From 19f1e536b9c06ada73b097c4b180645d2c33d247 Mon Sep 17 00:00:00 2001
From: Darragh Bailey <dbailey@hp.com>
Date: Fri, 24 Apr 2015 17:56:24 +0100
Subject: [PATCH] Support anonymous credentials for Jenkins plugin info query

Allow setting user and password variables to 'None' to disable the auth
mechanism with python-jenkins.

Jenkins can be configured to allow read-only access to query the plugins
installed.
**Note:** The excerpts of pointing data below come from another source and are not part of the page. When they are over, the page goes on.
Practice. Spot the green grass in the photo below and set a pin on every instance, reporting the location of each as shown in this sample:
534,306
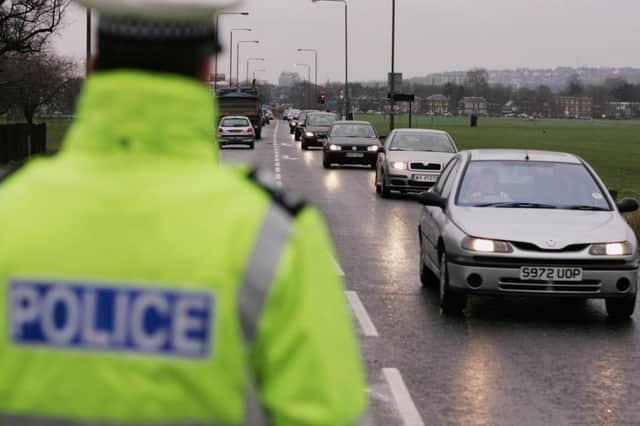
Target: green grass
611,147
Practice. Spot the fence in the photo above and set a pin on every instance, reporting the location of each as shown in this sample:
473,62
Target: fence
18,141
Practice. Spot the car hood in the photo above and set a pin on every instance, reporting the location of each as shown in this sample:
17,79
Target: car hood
539,226
420,157
354,141
318,129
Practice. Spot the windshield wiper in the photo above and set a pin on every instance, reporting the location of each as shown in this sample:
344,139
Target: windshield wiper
517,205
586,208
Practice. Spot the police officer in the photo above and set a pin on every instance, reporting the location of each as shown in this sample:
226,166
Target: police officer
142,283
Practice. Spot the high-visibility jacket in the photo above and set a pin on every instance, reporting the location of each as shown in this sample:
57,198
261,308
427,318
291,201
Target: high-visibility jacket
143,283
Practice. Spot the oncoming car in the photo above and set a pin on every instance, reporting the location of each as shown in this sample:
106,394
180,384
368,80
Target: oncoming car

This is useful in test mode to run with read-only access via
the special 'Anonymous' user group in Jenkins, so that the XML can be
generated based on the installed versions of plugins without any risk of
accidental update.

Change-Id: I98ed30dc248e704530429799ccde6347f074c59d
---
 jenkins_jobs/cmd.py | 23 ++++++++++++++++++++---
 1 file changed, 20 insertions(+), 3 deletions(-)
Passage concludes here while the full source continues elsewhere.